Once loaded, data is stored inside the object using an xarray.dataset object. Following on from the previous code example, this can be viewed by calling:

data.dataset

This reveals all netcdf-type aspects of the data and domain variables that were loaded, including dimensions, coordinates, variables and attributes.

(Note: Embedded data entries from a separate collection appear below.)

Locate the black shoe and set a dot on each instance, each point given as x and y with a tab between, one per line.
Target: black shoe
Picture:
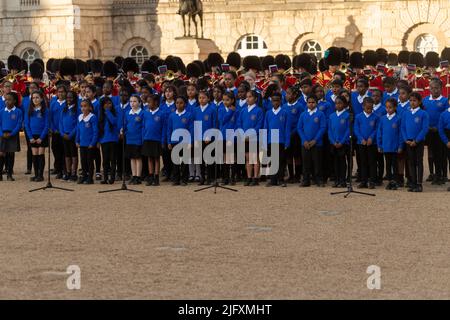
362	185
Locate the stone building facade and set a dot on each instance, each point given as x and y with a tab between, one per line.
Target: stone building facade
140	28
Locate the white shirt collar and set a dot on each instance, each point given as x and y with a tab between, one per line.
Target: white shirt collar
88	117
180	113
361	98
311	112
390	116
438	98
12	109
250	108
338	113
135	112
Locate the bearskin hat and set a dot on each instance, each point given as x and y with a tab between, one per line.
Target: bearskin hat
417	59
333	56
432	59
234	59
129	64
193	70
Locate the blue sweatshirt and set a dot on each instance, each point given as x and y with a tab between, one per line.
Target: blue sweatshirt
312	126
251	119
294	110
415	125
207	118
134	123
389	137
339	128
357	102
444	124
184	120
278	121
56	108
68	122
227	120
36	124
10	121
154	126
87	131
110	127
434	108
366	127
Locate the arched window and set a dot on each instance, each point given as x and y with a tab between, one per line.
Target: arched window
425	43
312	47
252	45
29	55
139	53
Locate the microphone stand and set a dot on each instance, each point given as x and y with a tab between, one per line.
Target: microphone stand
49	182
124	186
216	185
350	189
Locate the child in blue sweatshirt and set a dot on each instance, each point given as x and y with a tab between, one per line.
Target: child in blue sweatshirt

For example:

<xarray.Dataset>
Dimensions:              (axis_nbounds: 2, t_dim: 7, x_dim: 297, y_dim: 375, z_dim: 51)

Coordinates:
    time                 (t_dim) datetime64[ns] 2007-01-01T11:58:56 ... 2007-01-31T11:58:56
    longitude            (y_dim, x_dim) float32 ...
    latitude             (y_dim, x_dim) float32 ...
Dimensions without coordinates: axis_nbounds, t_dim, x_dim, y_dim, z_dim

Data variables:
    deptht_bounds        (z_dim, axis_nbounds) float32 ...
    sossheig             (t_dim, y_dim, x_dim) float32 ...
    time_counter_bounds  (t_dim, axis_nbounds) datetime64[ns] ...
    time_instant         (t_dim) datetime64[ns] ...
    temperature          (t_dim, z_dim, y_dim, x_dim) float32 ...
    e1                   (y_dim, x_dim) float32 ...
    e2                   (y_dim, x_dim) float32 ...
    e3_0                 (z_dim, y_dim, x_dim) float32 1.0 1.0 1.0 ... 1.0 1.0

Variables may be obtained in a number of ways. For example, to get temperature data, the following are all equivalent:

temp = data.dataset.temperature
temp = data.dataset['temperature']
temp = data['temperature']

These commands will all return an xarray.dataarray object. Manipulation of this object can be done using xarray commands, for example indexing using [] or `xarray.isel``. Be aware that indexing will preserve lazy loading, however and direct access or modifying of the data will not. For this reason, if you require a subset of the data, it is best to index first.

The names of common grid variables are standardised within the COAsT package using JSON configuration files. For example, the following lists COAsT internal variable followed by the typical NEMO variable names:

1. longitude [glamt / glamu / glamv / glamf]
2. latitude [gphit / gphiu / gphiv / gphif]
3. time [time_counter]
4. e1 [e1t / e1u / e1v / e1f] (dx variable)
5. e2 [e1t / e1u / e1v / e1f] (dy variable)
6. e3_0 [e3t_0 / e3u_0 / e3v_0 / e3f_0] (dz variable at time 0)

Longitude, latitude and time are also set as coordinates. You might notice that dimensions are also standardised:

1. x_dim The dimension for the x-axis (longitude)
2. y_dim The dimension for the y-axis (latitude)
3. t_dim The dimension for the time axis
4. z_dim The dimension for the depth axis.

Wherever possible, the aim is to ensure that all of the above is consistent across the whole COAsT toolbox. Therefore, you will also find the same names and dimensions in, for example observation objects. Future objects, where applicable, will also follow these conventions. If you (as a contributor) add new objects to the toolbox, following the above template is strongly encouraged. This includes using xarray dataset/dataarray objects where possible, adopting an object oriented approach and adhering to naming conventions.